Mary Redman was at the last night:

William Nicholson's play about the April-September marriage of both convenience and love between the oh-so-honest Katherine Howard and King Henry VIII came to me as a big surprise in many senses.
First I was surprised by the black and bleak humour of the piece as well as the tragedy of this hastily arranged marriage propelled forward by Katherine's weaselly uncle Thomas and his cohorts of plotters for control of the King/state religion. Plus ça change, plus c'est la même chose...
Then there was the honesty. From Sara Thompson's utterly delightful Kate whose truth both captivated the King and condemned her to the lonely executioner's block. Honesty too, from the playwright and Michael Gray as a Henry revealing the extent of his mortality and humanity combined with the burdens of state. The wedding night scene between the grumpy Henry and Catherine Bailey's dimly stolid Anne of Cleves with her cackling sense of humour, was a prizewinner for the tongue-in-cheek comedy of its direction and acting. I shan't easily forget the image of the two of them sitting bolt upright and poker faced in bed as the officials fussed around them.
Honesty also tore Katherine and Dan Ford's Thomas Culpeper apart and the scene when the two physically tortured characters appeared was moving and a sharp reminder that some things never change in many hundreds of years. We are constantly shown things in the news nowadays that speak of unchanging brutality and violence against the person, by using "instruments" as William, Cranmer's secretary, describes them and Henry bitterly spits out.
John Peregrine's Duke of Norfolk, Paul Randall's oily Cranmer and Trevor Edwards' cowardly Wriothesley made a fine trio of baddies. Life on stage for the other cast members would have been very much easier if Cranmer hadn't needed so many prompts. It really does put a strain on the others when they cannot rely on someone else's being strong on the words.
Vicky Tropman was smoothly splendid as the self-serving Lady Jane Rochford, easily used by Cranmer and co for their own ends, and shown up by her cry of desperation at her sentence of death.
Brian Greatrex's team including the highly-experienced Pam Brider came up with a splendid piece of ultra-heavyweight, oat-coloured cloth (normally used as an altar cloth I would have thought) to surround the bed of state. The executioner's block was a masterpiece of lighting and impact. Tony Brett's costumes, especially for Henry, could not be faulted for their magnificent impression, but in the small hall and with bright lighting some gaudy thin modern fabrics were all too obvious. We all know the economic reasons for this.
As to the whole of Ken's production it was the second highly impressive show I've seen this week. To combine seeing 84 Charing Cross Road [Hutton Players at Brentwood Theatre] and Katherine Howard was too much to expect. As critics we often sit through non-professional productions where good enough is good enough. To be privileged to sit through a production which has unfathomable depths of integrity, thought, careful attention to details including background music, and above all tender loving care is something rare.

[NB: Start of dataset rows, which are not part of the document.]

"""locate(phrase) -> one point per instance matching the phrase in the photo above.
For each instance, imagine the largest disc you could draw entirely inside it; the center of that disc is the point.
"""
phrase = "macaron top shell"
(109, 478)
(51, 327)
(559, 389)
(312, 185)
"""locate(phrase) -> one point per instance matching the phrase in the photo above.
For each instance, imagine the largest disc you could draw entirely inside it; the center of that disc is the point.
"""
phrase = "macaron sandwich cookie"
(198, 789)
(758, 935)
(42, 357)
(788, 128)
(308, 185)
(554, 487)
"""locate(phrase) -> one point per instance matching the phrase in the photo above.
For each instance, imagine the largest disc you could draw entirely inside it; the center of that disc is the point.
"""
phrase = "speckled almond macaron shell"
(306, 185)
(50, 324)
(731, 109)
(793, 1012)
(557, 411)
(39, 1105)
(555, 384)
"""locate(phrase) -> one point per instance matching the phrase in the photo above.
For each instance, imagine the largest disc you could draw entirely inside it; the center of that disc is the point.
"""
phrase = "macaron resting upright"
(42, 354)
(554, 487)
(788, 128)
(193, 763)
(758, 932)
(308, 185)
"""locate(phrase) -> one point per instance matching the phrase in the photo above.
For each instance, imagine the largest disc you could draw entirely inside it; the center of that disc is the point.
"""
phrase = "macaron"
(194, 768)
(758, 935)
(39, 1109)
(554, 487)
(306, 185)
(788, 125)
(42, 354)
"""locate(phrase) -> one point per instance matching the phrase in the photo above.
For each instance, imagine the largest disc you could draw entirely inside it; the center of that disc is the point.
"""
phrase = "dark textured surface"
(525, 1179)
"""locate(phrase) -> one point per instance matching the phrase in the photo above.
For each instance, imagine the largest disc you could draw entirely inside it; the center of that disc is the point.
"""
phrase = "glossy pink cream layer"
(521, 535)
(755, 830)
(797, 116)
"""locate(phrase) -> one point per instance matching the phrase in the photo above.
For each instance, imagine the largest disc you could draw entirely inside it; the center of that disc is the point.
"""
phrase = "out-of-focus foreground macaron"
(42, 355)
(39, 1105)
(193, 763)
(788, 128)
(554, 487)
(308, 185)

Thank you Ken, cast and crew.

production photographs by Trevor Edwards and Matthew Adams

1 comment:

B.G. said...

I liked the huge bed taking up so much room on the stage. Intentionally or not it emphasised the importance the marriage bed, and his desperation to get a male heir, played in Henry's reign, and the tragic consequences of their failure to some of his wives.
And the confined action around it? - well that also felt right for much of the play - there was a lot of plotting and skulking and secret assignations going on.